Teapots, wood chairs, fireplaces and more, were all in rooms separated from visitors by the see through barrier.
“The tour was about ten minutes, in and out,” Moulder, the director of the house, said.
She knew something had to change.
That began the long process of reorganizing, moving, and readapting the museum; adding aspects of interactive play into a space that had always been a sort of walk-through lecture hall.
“When I take my children to historic museums and there’s a velvet rope tour....I’m bored and I’m a history buff, so my children must be bored,” Moulder said.
Now the place looks vastly different. Gone are the plexiglass windows (and with them, tours that last only 10 minutes). Many of the historic items have been moved safely to storage and replaced with replicas that children can interact with and touch.
There’s a fair amount of play in the museum, too. Actors dressed up as Betsy Ross sew in front of visitors, who are allowed to watch, touch the tools and the piece, and even help her put in a stitch. Downstairs, in the “kids kitchen,” children help cook up colonial-style meals (a favorite is the turkey pot pie). For some of the older kids—or just brave young visitors—there’s a pantry with various smells, which you have to guess. The options range from nice—tea—to less appealing—pickling spices and salted cod.
“It makes the experience more memorable,” Moulder said, of bringing interactive play to a historic site. She said that the proof is in the children, who linger at the upholstery shop, even as their parents want to leave, or the kids who refuse to stop cooking in the kitchen.
Bringing play into historic spaces is something she hopes more museums will start to do, especially as heritage museum attendance has been declining in recent years.
“People want more, they don’t want the stuffy tour,” Moulder said. “People like experiences.”
Note: In honor of the final day of Curbed’s Play Week, we compiled a sampling of some of the best ways to combine play with historic sites in Philly’s Old City.
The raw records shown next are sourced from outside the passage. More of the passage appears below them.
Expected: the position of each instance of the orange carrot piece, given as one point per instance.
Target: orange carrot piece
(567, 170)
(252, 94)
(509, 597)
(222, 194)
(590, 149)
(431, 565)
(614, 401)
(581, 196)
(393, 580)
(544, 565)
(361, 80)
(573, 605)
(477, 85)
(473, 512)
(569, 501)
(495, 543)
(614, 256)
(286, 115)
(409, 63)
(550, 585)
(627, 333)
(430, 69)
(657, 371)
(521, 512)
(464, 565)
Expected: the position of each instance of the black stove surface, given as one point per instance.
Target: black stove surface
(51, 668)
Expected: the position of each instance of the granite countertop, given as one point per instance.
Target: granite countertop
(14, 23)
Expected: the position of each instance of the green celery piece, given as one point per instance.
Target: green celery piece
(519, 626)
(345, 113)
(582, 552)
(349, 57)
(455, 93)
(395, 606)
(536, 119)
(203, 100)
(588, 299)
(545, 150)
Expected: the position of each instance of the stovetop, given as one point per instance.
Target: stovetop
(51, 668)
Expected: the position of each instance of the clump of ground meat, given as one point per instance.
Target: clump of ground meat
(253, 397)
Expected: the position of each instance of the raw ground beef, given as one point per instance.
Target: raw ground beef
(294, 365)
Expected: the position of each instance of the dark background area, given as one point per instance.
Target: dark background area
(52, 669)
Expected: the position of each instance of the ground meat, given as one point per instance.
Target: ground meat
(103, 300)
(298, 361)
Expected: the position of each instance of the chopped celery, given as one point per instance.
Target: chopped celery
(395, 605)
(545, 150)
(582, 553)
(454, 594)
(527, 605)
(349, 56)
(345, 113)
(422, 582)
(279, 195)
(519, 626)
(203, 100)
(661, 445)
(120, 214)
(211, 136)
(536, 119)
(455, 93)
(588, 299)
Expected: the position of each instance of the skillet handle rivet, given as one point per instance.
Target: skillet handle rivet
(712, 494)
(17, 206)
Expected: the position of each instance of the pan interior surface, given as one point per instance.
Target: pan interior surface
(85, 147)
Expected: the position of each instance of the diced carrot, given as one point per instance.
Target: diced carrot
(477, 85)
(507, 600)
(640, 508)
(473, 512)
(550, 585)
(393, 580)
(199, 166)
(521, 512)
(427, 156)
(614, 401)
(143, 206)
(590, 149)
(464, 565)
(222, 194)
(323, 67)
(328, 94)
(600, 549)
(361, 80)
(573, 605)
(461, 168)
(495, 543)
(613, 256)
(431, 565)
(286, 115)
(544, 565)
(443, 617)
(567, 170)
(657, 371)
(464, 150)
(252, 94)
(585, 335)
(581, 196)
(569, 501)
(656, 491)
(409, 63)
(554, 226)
If there’s anything that fits under the umbrella of “play” that we left off this list, let us know in the comments.
The Betsy Ross House
As Moulder discussed, there’s plenty of interactivity at the Betsy Ross house, like sewing a flag with the Betsy Ross impersonator, making an 18th century meal in the kid’s kitchen, or participating in a chocolate-making demonstration.
Around Old City
Hop on one of the “Once Upon a Nation” storytelling benches around Old City and get a very Philly experience—a story about our country’s history told by experts (sometimes in costume).
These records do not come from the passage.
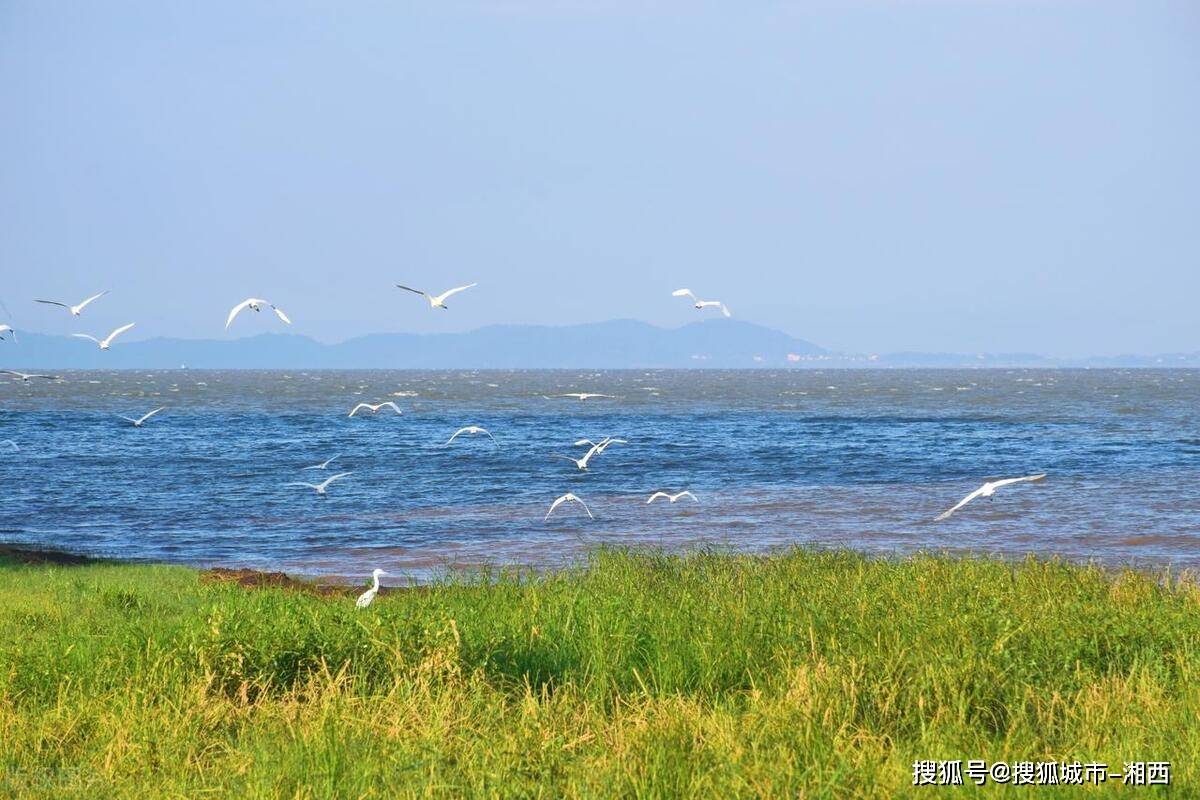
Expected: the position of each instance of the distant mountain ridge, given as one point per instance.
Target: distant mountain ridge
(617, 344)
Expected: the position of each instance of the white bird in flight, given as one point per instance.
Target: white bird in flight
(255, 304)
(108, 340)
(568, 498)
(701, 304)
(75, 310)
(369, 595)
(323, 464)
(672, 498)
(581, 396)
(25, 376)
(582, 463)
(987, 491)
(375, 408)
(472, 429)
(137, 423)
(603, 444)
(324, 485)
(437, 301)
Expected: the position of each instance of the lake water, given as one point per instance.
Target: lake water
(856, 458)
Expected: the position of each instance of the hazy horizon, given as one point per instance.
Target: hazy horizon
(870, 176)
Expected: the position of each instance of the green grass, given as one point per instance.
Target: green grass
(804, 674)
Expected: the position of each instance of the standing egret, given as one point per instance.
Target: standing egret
(367, 596)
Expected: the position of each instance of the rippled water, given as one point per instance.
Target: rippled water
(859, 458)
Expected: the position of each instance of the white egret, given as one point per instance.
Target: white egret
(603, 444)
(471, 429)
(255, 304)
(989, 489)
(367, 596)
(137, 423)
(108, 340)
(582, 463)
(324, 485)
(75, 310)
(323, 464)
(568, 498)
(437, 301)
(581, 396)
(672, 498)
(375, 408)
(701, 304)
(27, 376)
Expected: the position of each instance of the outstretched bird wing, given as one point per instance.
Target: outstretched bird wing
(237, 310)
(334, 477)
(161, 408)
(118, 332)
(442, 298)
(1019, 480)
(84, 304)
(961, 503)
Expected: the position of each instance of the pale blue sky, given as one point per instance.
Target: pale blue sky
(874, 176)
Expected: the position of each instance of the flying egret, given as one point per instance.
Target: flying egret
(375, 408)
(568, 498)
(988, 489)
(108, 340)
(75, 310)
(672, 498)
(27, 376)
(701, 304)
(472, 429)
(369, 595)
(255, 304)
(437, 301)
(137, 423)
(324, 485)
(582, 463)
(603, 444)
(581, 396)
(323, 464)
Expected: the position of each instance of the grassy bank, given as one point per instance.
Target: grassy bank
(804, 674)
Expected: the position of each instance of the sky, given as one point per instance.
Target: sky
(937, 175)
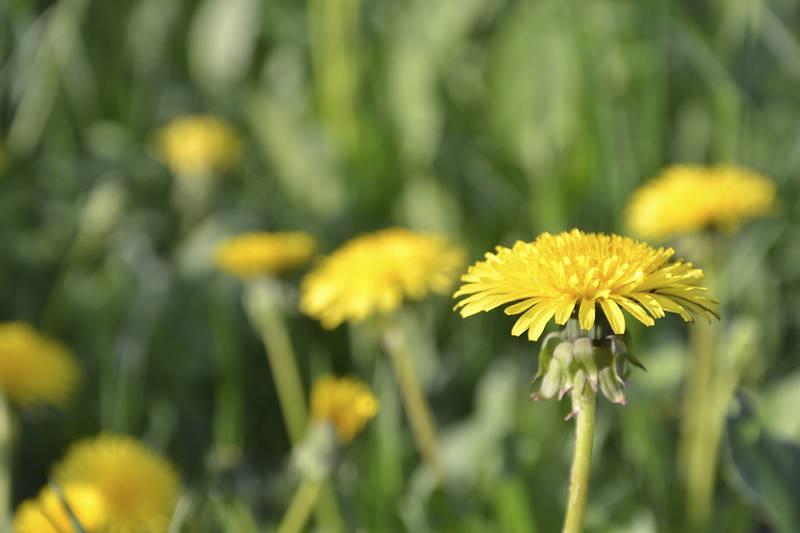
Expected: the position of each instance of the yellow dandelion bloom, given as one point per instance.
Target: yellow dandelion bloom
(198, 145)
(139, 487)
(253, 254)
(375, 272)
(345, 403)
(685, 199)
(33, 368)
(30, 518)
(48, 514)
(557, 274)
For a historic experience that really gets to the meaning of the word “play,” head to the garden on 5th and Chestnut. There, with Military Muster, kids are “recruited” to the continental army, where they learn how to march and learn musket etiquette.
Franklin Square Park
What would a list about playing in Old City be without a nod to Franklin Square Park—one of the places that most seamlessly melds history and play into a great experience. It has mini golf that features historic sights like the Ben Franklin bridge and the Liberty Bell. It has a carousel (more play than history on that one, but still fun), and it has a fountain built in the 1800s.